Evidently, the Dusky sharks are coming in thick. We got one as well as 2 sandbar at ft pickens sunday. Something big broke the old line that was on the 9/0 I just got earlier that day too. Didnt have time to respool it before I went out that night so I took a chance and lost. But new line and drag should put me back in the game!


----------



## Pilar (Oct 28, 2014)

Justin, are you guys fishing to the east of the pier?


----------



## Justin618 (Aug 18, 2013)

Pilar said:


> Justin, are you guys fishing to the east of the pier?


East or west. The area we were in the other day is a good area and luckily stevecal called it Opal beach.


----------



## Pilar (Oct 28, 2014)

Justin618 said:


> East or west. The area we were in the other day is a good area and luckily stevecal called it Opal beach.


We were going to fish Opal last weekend. They wanted to charge us, I think it was $7 a car to park there..too many places up and down the beach to fish at no cost. Although I've heard it is a consistent spot that holds fish.


----------



## Justin618 (Aug 18, 2013)

Pilar said:


> We were going to fish Opal last weekend. They wanted to charge us, I think it was $7 a car to park there..too many places up and down the beach to fish at no cost. Although I've heard it is a consistent spot that holds fish.


If surf fishing you just got to find the cuts, guts etc that will hold fish. Sharking you can just about park anywhere. I've caught sharks from okaloosa to pensacola.

If it's shallow try wading out and get the bait a little further. Never really had luck when the first 100 yards or so are clear and shallow.


----------



## Pompano Joe (Jan 28, 2009)

Nice one Justin! Thanks for the pic. Did you haul him in on one of those big Tiagra's?


----------



## Justin618 (Aug 18, 2013)

Pompano Joe said:


> Nice one Justin! Thanks for the pic.
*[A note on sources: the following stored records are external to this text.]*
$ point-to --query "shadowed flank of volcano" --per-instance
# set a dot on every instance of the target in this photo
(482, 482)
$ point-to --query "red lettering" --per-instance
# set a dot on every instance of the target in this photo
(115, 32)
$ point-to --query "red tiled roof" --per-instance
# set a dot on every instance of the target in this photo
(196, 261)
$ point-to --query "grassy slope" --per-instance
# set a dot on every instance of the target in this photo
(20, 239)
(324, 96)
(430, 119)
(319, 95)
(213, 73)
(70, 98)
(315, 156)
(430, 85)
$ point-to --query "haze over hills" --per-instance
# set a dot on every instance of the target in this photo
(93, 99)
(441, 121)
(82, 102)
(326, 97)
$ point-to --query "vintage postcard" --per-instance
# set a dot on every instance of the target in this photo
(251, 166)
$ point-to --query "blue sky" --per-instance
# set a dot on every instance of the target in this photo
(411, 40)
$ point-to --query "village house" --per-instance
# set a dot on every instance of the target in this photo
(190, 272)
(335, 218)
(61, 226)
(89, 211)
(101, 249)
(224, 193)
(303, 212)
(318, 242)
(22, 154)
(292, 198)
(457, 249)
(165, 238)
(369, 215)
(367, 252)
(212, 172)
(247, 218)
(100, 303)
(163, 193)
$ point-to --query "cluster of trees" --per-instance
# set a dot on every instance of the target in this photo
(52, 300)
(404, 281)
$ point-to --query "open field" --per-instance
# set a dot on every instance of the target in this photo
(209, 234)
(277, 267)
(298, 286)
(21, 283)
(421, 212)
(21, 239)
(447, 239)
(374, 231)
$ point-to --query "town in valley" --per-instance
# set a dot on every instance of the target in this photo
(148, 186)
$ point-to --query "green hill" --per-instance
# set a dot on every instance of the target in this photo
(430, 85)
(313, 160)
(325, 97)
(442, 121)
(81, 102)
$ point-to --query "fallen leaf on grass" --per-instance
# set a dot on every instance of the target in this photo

Did you haul him in on one of those big Tiagra's?


Yeah, the one on the shimano tallus rod. When I drop I set drag at probably 10-12lbs roughly,but once I drop and over half spool gone etc it's a lot more. I've never had a shark miss the hook. Never once have I got a run and it drop the bait.

This one click a few and I looked up like "already? It's been 45mins." Thinking it was maybe the 9/0 bait rod getting a small shark etc. Then it started peeling line off. Ran to rod and harnessed in and started reeling in. Ben says "what are you doing? Let it eat." Oh it ate. I'm sure. So I wait and it runs again. Yup, it's on. Then started to reel it in and could feel the weight and the shark wanting to run. It had some strength behind it and i knew it was a decent shark.


----------



## SteveCal (Jun 21, 2014)

Justin618 said:


> East or west. The area we were in the other day is a good area and luckily stevecal called it Opal beach.


Thats right. Sorry. It was............uh..........lemme see.:whistling: No. It is over by....uh.:001_huh: Well. Ya know? I'll have to look it up. I do know there was a lot of sand-n-water involved.


----------



## Justin618 (Aug 18, 2013)

SteveCal said:


> Thats right. Sorry. It was............uh..........lemme see.:whistling: No. It is over by....uh.:001_huh: Well. Ya know? I'll have to look it up. I do know there was a lot of sand-n-water involved.


Lol. Good man :thumbsup:


----------



## foreverfishing (Nov 30, 2012)

congrats brother!! beautiful fish. can't wait to get back on the water. A few more days and i'll be home for christmas. The water has been calling my name!! whats all biting right now besides dusky's?


----------